Il professore Gui ha spiegato il motivo della scelta di attendere fino alla seconda media: «Ci sono due motivi. Da un lato, i dati esistenti mostrano che chi riceve uno smartphone prima di quell’età ha – sul lungo periodo – performance scolastiche più basse; dall’altro, ai genitori sembrava importante che l’entrata nella scuola secondaria di I grado, già difficile, non fosse gravata anche dal problema dello smartphone, oltre che si potesse permettere una socializzazione tra i nuovi compagni di classe libera dai gruppi whatsapp».

Vanessa Trapani, presidente dell’Associazione Sloworking, ha sottolineato l’importanza del processo che ha portato a questo patto. «Si è partiti da una fase di ascolto delle famiglie intervenute agli incontri (oltre 150), per allargare il confronto ai pediatri e ai docenti delle scuole, con il fine di comprendere quali e quanti fattori entrino in ballo quando decidiamo di dare ai nostri figli una prima “autonomia digitale” e come spesso questo passo sia vissuto non come una scelta ponderata, ma come una resa alle pressioni sociali, commerciali e – soprattutto durante il difficile periodo segnato dalla pandemia – alla necessità di garantire ai figli un canale di socializzazione. L’elemento fondamentale di questo patto è, a mio parere, il fatto di aprire un dibattito su questo tema, di consentire un confronto costruttivo sui reali bisogni dei nostri figli, su cosa significhi essere digitalmente competenti».

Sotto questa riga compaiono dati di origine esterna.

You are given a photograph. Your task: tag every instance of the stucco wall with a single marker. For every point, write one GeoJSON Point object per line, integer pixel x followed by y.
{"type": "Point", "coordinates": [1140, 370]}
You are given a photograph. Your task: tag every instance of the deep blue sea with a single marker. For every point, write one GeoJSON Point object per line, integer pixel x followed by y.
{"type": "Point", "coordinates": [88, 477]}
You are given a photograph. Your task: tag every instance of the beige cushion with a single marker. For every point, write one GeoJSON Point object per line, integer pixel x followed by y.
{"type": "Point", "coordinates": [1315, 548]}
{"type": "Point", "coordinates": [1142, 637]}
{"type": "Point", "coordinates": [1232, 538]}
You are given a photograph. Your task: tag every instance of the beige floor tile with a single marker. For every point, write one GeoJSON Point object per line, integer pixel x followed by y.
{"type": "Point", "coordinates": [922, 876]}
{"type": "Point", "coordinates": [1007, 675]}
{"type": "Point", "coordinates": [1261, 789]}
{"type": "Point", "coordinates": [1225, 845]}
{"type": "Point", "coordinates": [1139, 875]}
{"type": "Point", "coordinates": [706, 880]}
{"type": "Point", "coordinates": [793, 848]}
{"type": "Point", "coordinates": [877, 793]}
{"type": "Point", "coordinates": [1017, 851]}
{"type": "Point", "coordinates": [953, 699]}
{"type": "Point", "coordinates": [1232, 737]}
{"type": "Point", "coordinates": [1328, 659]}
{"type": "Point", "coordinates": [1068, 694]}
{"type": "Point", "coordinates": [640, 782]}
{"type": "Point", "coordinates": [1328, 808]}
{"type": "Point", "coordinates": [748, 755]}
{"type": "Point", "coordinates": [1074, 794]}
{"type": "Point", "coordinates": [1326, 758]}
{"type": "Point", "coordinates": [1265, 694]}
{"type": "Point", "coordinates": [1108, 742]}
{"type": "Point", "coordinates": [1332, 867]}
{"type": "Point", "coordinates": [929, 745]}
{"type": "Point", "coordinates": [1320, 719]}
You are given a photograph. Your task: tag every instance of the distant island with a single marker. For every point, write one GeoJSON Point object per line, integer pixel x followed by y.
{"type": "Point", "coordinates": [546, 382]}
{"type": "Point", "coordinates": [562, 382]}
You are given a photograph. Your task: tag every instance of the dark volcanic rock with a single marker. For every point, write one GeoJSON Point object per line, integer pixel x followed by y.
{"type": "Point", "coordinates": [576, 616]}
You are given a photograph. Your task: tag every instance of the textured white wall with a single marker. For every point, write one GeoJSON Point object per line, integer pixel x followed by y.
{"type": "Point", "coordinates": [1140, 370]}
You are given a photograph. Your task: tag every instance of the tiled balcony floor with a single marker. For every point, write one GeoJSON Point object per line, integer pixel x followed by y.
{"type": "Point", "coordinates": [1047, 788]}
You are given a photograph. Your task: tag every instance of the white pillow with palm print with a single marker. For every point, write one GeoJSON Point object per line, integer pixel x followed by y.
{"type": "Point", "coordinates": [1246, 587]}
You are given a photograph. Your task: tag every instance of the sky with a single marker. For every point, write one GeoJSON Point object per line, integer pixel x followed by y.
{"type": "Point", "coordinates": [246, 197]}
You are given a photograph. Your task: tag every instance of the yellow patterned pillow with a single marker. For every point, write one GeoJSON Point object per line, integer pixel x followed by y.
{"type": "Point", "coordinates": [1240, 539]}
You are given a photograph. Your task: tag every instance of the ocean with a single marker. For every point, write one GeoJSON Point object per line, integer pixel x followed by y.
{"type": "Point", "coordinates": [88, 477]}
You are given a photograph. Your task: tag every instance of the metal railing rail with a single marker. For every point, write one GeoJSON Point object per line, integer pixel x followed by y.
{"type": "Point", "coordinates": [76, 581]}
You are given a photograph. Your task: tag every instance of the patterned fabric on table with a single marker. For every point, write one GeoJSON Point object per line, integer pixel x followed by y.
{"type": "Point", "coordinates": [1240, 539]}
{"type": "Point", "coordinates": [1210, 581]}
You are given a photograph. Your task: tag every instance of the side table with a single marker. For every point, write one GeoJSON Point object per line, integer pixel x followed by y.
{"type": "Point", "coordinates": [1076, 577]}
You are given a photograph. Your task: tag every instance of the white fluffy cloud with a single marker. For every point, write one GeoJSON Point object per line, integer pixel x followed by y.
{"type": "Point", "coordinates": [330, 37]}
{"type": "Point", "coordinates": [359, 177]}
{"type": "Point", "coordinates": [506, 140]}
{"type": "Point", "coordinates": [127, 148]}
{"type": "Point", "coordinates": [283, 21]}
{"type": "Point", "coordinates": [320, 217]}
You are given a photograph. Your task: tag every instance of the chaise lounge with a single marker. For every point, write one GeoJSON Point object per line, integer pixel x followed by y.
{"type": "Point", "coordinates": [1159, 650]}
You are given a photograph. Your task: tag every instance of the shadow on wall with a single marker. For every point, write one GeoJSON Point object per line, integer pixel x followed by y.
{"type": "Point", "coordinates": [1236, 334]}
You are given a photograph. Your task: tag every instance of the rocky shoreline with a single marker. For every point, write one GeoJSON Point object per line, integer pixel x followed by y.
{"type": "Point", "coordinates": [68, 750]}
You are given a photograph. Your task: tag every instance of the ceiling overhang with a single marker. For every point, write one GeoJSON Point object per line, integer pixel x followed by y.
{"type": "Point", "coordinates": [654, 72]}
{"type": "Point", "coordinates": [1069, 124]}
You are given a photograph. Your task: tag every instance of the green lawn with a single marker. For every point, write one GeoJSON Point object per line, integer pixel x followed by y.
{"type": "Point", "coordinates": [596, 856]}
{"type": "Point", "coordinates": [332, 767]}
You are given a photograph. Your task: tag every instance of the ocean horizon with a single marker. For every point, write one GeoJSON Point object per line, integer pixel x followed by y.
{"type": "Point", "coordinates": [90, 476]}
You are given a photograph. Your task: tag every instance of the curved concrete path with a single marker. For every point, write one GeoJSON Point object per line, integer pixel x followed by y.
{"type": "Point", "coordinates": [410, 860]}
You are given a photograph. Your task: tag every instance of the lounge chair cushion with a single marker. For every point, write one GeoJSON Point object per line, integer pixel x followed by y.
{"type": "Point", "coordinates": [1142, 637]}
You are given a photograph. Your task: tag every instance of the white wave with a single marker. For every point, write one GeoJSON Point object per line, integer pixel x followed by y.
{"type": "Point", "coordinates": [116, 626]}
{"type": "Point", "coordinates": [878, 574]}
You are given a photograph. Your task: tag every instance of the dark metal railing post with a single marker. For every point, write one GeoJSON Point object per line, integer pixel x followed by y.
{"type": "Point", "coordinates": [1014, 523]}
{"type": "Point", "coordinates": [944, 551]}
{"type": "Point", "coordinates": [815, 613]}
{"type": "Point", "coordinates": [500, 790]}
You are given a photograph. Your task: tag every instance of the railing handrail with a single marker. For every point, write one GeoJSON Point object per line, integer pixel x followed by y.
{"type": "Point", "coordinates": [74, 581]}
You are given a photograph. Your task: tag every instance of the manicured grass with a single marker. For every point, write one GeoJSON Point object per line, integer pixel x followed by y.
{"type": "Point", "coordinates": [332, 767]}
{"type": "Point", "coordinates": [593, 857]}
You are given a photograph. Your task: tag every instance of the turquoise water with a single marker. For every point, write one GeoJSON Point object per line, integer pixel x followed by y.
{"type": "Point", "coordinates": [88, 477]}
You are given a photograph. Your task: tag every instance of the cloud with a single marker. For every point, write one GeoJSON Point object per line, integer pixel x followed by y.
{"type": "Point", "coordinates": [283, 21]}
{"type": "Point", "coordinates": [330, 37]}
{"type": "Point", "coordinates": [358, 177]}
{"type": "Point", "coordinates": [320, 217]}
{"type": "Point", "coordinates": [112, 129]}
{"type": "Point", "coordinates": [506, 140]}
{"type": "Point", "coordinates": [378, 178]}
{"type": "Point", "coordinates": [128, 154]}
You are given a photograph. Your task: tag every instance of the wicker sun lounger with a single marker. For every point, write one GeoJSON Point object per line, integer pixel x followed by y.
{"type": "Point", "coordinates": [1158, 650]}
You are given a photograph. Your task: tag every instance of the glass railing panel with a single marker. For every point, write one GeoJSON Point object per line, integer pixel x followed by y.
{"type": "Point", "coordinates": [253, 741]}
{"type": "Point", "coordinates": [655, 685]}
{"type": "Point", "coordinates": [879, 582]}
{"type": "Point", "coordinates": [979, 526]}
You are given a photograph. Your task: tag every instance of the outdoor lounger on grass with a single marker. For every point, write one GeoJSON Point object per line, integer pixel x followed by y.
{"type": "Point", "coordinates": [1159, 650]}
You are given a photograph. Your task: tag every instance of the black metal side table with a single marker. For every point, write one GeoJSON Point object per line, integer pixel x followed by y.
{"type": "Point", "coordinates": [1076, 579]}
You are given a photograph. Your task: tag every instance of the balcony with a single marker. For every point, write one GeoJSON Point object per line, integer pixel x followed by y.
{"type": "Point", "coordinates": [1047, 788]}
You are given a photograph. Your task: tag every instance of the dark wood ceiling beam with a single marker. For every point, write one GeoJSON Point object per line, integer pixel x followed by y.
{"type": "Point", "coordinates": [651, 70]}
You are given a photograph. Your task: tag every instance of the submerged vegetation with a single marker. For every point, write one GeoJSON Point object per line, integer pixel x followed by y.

Le famiglie saranno supportate dall’amministrazione comunale che, firmando il Patto, si impegna a contribuire alla sua diffusione attraverso la concessione di spazi pubblici per momenti informativi e formativi e la sua pubblicizzazione tramite i propri canali e presso le scuole: «Mi piace pensare alla dimensione “digitale” come ad una “scoperta” più che ad una “invenzione”, che ci apre le porte di un nuovo mondo da scoprire e inventare allo stesso tempo, e per il quale occorre scrivere regole nuove che ci permettano di viverlo – ha commenta il sindaco Sartini -. Il primo elemento che oggi poniamo al centro di questa iniziativa è un caposaldo della nostra convivenza civile: la comunità come soggetto determinante non solo nel processo educativo, inclusivo e di sviluppo, ma anche di tutela e di protezione. Oggi siamo consapevoli che il nuovo mondo digitale offre potenzialità inimmaginabili e nasconde insidie estremamente pericolose e subdole. Occorre quindi affrontarlo non da soli, specialmente nella fase della preadolescenza, e non possiamo neppure lasciare le famiglie sole e senza riferimenti ad affrontare un passaggio che i nostri ragazzi ci chiedono di fare sempre più in anticipo».

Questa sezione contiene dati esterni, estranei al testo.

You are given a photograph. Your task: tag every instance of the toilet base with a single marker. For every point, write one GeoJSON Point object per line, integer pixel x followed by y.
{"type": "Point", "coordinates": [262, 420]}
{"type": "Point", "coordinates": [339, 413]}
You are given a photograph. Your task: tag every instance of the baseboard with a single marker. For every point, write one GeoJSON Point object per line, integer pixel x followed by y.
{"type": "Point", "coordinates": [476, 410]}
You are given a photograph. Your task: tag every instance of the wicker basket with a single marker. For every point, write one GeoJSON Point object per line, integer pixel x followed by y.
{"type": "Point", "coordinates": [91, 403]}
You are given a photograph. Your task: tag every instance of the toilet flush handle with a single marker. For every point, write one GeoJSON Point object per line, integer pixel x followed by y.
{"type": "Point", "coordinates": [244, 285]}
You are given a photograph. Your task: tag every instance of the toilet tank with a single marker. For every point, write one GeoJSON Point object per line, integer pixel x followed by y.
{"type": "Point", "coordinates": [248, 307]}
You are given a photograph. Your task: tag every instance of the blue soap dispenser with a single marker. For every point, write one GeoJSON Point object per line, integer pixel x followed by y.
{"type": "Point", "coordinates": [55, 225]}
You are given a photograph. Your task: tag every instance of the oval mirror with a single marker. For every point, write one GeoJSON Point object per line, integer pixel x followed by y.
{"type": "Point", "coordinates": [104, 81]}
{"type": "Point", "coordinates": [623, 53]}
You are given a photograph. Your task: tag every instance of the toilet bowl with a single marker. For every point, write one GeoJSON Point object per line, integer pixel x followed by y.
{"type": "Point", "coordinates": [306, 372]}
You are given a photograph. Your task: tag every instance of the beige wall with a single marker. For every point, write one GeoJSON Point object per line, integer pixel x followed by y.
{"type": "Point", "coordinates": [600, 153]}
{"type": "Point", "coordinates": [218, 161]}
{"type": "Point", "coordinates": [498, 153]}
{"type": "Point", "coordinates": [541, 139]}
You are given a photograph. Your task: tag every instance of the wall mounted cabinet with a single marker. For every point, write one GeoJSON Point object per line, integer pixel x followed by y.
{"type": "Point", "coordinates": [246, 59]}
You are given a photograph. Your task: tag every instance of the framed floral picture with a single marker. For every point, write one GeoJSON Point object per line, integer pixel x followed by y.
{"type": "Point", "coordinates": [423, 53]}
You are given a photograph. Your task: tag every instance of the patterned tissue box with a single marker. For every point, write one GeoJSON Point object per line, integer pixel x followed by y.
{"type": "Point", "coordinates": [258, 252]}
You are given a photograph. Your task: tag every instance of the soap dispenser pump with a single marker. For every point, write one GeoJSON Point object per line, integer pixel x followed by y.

«È un progetto sicuramente “necessario” – ha dichiara invece Simona Ghedini, assessore alle Politiche Sociali -. Essere abili nell’uso delle nuove tecnologie non significa conoscerle in modo approfondito ed essere consapevoli dei rischi ad esse connesse. Il web è prima di tutto una risorsa ma come tutti i nuovi linguaggi richiede un certo impegno per arrivare a padroneggiarlo e trarne i più numerosi benefici. I ragazzi spesso hanno una conoscenza estesa ma superficiale soprattutto legata alle “ricompense” oppure all’immagine. Occorre impegnare anche i genitori ad una sorveglianza attiva, presente, consapevole, più orientata alla crescita digitale che alla repressione, all’errore utile piuttosto che alla punizione fine a se stessa».